Canadian AI Privacy & Security
Jun 06, 2018 ● Harvard Business Review
Google’s AI Assistant Is a Reminder that Privacy and Security Are Not the Same

We want the benefit of AI assistants without significant privacy and security issues

Earlier this month, Google unveiled remarkable new capabilities for its automated assistant. They’re based on Google’s growing expertise in artificial intelligence (AI).

Perhaps the most dramatic, and, to look at the deluge of commentary, troubling, demonstration was the ability of Google AI to make phone calls that imitate a human. If you haven’t seen the demo, here’s a link. While we’re not there yet, in short order you’ll be able to instruct an AI to use an old technology (voice calls) to make appointments and handle other interactions on your behalf — interacting with other humans or, if the receiver wants, other AIs. Suffice it to say, there’s value in that.

So, what’s the concern? An AI that sounds human compromises both privacy and security. Although they’re often bundled together, privacy and security are different.

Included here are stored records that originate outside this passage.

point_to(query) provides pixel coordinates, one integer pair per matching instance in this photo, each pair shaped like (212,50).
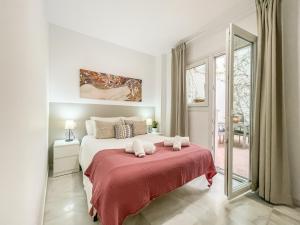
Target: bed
(115,197)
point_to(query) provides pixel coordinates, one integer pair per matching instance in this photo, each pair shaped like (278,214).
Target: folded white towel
(185,141)
(177,143)
(168,142)
(138,148)
(149,148)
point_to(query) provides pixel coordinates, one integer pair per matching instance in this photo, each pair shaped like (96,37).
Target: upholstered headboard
(59,112)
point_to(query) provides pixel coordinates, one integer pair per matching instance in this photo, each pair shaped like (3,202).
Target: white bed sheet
(90,146)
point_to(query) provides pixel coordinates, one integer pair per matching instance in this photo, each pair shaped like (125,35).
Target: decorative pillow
(105,129)
(105,119)
(139,127)
(89,126)
(123,131)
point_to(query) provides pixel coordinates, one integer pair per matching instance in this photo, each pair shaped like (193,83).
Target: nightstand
(65,157)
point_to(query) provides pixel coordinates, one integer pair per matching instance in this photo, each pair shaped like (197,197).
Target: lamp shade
(149,122)
(70,125)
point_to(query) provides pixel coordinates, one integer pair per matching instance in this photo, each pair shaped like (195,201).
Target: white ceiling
(150,26)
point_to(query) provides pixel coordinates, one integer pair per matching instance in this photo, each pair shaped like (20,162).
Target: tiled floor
(192,204)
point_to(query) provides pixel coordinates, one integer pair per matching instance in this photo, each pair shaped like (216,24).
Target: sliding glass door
(241,51)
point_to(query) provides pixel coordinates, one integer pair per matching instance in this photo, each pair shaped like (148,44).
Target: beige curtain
(179,115)
(270,164)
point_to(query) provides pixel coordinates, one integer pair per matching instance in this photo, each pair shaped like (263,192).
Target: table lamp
(149,124)
(69,126)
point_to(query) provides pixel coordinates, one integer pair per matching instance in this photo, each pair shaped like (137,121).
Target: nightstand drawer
(65,151)
(65,165)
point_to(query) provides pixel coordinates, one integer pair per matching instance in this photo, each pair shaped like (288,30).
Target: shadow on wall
(291,51)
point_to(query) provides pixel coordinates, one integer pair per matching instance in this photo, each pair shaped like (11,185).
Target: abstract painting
(98,85)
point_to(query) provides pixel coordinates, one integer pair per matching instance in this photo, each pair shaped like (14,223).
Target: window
(197,84)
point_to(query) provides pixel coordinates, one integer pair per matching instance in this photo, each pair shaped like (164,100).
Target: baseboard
(44,197)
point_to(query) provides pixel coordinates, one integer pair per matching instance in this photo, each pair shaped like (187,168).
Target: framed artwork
(97,85)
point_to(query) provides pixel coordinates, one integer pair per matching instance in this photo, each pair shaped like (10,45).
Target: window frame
(204,61)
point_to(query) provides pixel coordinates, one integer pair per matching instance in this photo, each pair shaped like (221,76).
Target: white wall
(291,59)
(24,111)
(207,46)
(70,51)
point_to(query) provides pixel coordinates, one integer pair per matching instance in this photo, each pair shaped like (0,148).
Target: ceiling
(149,26)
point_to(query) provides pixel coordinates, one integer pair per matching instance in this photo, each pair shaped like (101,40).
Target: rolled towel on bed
(177,143)
(169,141)
(138,148)
(149,148)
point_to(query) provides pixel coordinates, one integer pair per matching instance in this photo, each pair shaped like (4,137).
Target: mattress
(90,146)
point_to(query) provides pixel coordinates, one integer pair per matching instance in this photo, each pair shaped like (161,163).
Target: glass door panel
(241,47)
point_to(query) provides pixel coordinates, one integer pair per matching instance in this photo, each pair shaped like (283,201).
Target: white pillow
(105,119)
(89,126)
(133,118)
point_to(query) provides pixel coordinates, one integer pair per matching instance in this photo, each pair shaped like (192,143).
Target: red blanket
(123,184)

Privacy includes the right to be left alone. AI callers violate that because of their potential to intrude. Privacy concerns also arise when information is used out of context (for instance, for gossip, price discrimination, or targeted advertising). AI callers that sound human may violate privacy because they can fool people into believing the context of the call is person-to-person when it is actually person-to-machine. They may obtain information from you and then use it in ways you don’t anticipate. This could happen if you’re talking to the AI yourself or, in the future, if your AI is talking on your behalf.

However, when people talk about privacy concerns, they’re often really concerned about security. The issue isn’t targeted advertising or gossip, it’s theft and safety. Security is the state of being free from danger. Security concerns arise when information is extracted and then used in an illegal way. The most obvious of these is identity theft. Imagine that an AI caller can impersonate your voice. You may want that as part of a service that you control, but, at the same time, someone could replicate that to fool others into believing they are talking to you.

The problem is that improving security may not help privacy. For instance, increased surveillance might increase security from bad actors, but at the expense of privacy.

Solving privacy may not help security. Privacy rules that restrict the flow of information may make it harder for police to know what the bad guys are doing, therefore making you less secure.

For AI assistants, we can make impersonation illegal and add new layers to identification checks so that identify theft is difficult. This helps security, but not privacy. We’ll still get spammed by AI callers and information you tell an AI could be used to target advertising.

Many commentators called for Google (and others) to be required to identify when a machine is calling rather than a person. Google responded that they will provide that identification. However, someone set on stealing your identity will not politely follow these rules.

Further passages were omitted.